Sara grinned in spite of the fact she only wanted to kiss him again . . . and again. And so damn many times until blue in the face.
“Once the chief and fire inspector let me back into my apartment, I should be allowed to search through whatever might be left to my name, and hopefully pay you back.”
He looked shocked all of a sudden. He even pulled back, leaving too much space between them. “I am not doing this to be paid back, Sara. I am doing this out of the goodness of my heart.”
She quickly placed her hand onto his heart. “And it is a good heart, Christian. Don’t ever let anyone tell you differently.”
“Wouldn’t dream of it,” he teased. A hasty separation then made of the bodies to stall any other thoughts toward procrastination that would delay her clothing and confirm potential wrath from Mrs. Thorn.
Christian stared at her face. He seemed to be assessing her. That stare pulled away, he turned on heels, walked out of the kitchen, grabbed a stack of books from the living room floor and made for the front door.

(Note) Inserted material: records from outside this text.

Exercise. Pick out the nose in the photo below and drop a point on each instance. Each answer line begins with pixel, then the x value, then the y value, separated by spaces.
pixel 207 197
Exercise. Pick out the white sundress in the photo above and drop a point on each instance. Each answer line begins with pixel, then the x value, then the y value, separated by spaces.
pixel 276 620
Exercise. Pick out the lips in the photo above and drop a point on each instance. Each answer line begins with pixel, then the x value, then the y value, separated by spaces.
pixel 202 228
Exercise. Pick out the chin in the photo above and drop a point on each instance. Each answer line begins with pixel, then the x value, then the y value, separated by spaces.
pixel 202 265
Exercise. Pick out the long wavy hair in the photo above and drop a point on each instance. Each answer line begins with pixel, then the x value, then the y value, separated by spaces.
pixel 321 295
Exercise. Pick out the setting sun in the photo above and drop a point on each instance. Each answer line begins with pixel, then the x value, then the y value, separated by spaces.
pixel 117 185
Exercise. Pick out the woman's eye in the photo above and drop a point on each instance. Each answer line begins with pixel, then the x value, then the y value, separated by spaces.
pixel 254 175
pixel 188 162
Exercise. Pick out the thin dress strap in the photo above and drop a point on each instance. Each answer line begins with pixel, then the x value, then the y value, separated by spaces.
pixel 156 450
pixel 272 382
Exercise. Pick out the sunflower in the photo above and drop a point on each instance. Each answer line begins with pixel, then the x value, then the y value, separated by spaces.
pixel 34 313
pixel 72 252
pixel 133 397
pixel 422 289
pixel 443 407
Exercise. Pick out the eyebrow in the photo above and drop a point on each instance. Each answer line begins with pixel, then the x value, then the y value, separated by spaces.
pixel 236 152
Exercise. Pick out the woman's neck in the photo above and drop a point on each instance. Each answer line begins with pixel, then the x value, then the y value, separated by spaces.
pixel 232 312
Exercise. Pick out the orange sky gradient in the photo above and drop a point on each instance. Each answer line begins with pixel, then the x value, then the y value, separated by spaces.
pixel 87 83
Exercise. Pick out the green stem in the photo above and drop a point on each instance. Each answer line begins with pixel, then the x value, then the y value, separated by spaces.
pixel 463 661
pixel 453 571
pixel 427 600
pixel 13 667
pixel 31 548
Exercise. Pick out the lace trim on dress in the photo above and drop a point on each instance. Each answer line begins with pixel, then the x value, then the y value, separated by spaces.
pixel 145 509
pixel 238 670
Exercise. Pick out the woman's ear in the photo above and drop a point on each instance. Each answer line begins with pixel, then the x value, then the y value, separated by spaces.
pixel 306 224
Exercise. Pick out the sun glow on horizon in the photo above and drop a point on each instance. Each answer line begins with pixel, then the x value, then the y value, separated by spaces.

She heard him holler from the other room, “A little help here?”
Sara found the man trying to balance the large stack in his arms and open a door handle at the same time; a truly undoable feat without three hands. She opened the door and then held it for him as he returned for another stack. When all of the books were carried to his car, he leaned down and gave her a hasty peck to the side of her cheek. Too sweet and too short, she wanted so many more.
He smiled. “You smell like over cleaner.”